Proposed state budget cuts contradict state values, WSU president says

Posted: 12:00am on Nov 13, 2011; Modified: 1:32am on Nov 13, 2011

The president of Washington State University, during a visit to the Tri-Cities last week, said Gov. Chris Gregoire's budget cut proposal runs counter to the core values held by Washingtonians.

He also voiced strict opposition to a legislator's suggestion to completely close branch campuses such as WSU Tri-Cities.

"(The budget proposal) fundamentally changes who we are," said Elson Floyd, who took on leadership of WSU four years ago, shortly before the recession triggered a series of cuts in state funding to the university.

Floyd and WSU Tri-Cities Chancellor Vicky Carwein spoke to the Herald's editorial board about the upcoming round of cuts.

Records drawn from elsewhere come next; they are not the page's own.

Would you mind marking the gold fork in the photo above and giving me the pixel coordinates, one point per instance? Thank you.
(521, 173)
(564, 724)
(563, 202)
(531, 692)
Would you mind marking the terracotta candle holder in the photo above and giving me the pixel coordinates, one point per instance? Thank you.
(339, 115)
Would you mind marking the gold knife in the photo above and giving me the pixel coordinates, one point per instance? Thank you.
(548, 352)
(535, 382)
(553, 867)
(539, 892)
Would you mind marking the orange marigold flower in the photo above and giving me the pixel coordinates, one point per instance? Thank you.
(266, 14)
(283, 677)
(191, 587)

The governor included a 15 percent reduction in money for the state's colleges and universities in a list of proposed cuts last month.

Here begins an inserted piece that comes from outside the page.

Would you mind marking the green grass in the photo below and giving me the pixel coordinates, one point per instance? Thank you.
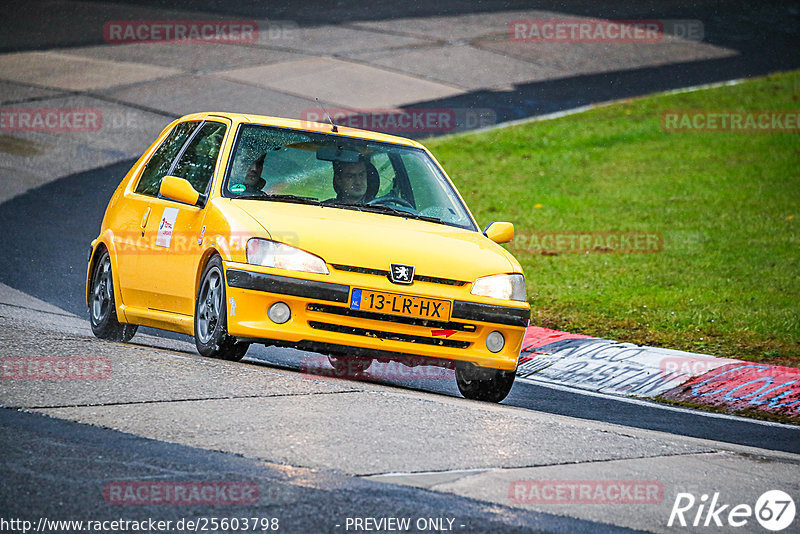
(727, 281)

Floyd said he was "very much opposed to that budget."

And a suggestion by Rep. Kathy Haigh, D-Shelton, to close at least some of the state universities' branch campuses, is a "nonstarter," he said.

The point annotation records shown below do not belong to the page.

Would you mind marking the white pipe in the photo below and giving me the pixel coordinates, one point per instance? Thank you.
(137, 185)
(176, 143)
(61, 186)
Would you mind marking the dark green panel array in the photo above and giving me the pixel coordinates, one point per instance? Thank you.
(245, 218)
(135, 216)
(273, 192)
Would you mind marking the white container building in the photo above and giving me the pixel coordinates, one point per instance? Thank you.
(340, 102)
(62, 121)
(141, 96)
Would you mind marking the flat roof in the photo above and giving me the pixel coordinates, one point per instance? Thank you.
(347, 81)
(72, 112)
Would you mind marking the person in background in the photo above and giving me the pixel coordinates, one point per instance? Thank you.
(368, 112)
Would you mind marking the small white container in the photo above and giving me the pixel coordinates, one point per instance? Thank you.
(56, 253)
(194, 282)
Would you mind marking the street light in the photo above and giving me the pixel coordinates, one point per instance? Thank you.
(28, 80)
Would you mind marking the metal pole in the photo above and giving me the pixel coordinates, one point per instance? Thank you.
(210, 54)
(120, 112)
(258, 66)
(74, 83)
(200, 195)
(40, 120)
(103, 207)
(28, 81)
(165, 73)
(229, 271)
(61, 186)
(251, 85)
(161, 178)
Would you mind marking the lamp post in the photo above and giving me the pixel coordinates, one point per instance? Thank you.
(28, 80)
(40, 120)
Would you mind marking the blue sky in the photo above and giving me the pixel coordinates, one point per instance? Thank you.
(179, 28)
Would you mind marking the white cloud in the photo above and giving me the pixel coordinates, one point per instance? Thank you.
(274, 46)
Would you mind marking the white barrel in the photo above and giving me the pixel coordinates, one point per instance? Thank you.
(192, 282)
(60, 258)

Branch campuses such as the one in Richland increase access to higher education, Floyd said. This is crucial because three-fourths of all jobs in the near future will require a college degree, he said.

And the Tri-City campus serves many who might not go to college if they had to move away to Pullman or Seattle, Carwein said.

About 40 percent of WSU Tri-Cities students are low-income, half are the first in their families to go to college and about three-quarters rely on some kind of financial aid, she said.

Since WSU began admitting freshmen in the Tri-Cities in 2007, tuition almost has doubled, Carwein said.

"Those continuing tuition increases are worrisome," she said.

Enrollment, which had been steadily increasing in previous years, was flat this fall, Carwein said. Further tuition increases might lead to a drop in enrollment, she said.

And those increases aren't because of rising expenses at the university, Floyd said. The burden to pay for education is being shifted from the state to students, he said.

The state used to pay for about two-thirds of WSU's operating costs, he said. It now pays about 25 percent of the university's expenses.

The cost of educating a student is nearly unchanged since the '90s, said Darin Watkins, a WSU spokesman. Adjusted for inflation, the university has spent about $15,000 a year on each student for the past 15 years.

Students this year pay about $10,000 a year to attend WSU, not counting textbooks, boarding or fees.

The university has taken a number of steps to trim its budgets since 2009, Floyd said.

It cut nearly 600 jobs, eliminated three entire academic programs, consolidated several departments and slashed four administrative vice president positions, he said.

More cuts are increasingly difficult, he said.

To help balance the state's education budget, the university must reach even more partnerships with private businesses and reform the way it does business, Floyd said.

But revenue increases -- i.e. raised taxes -- must be included in any balanced approach, he said.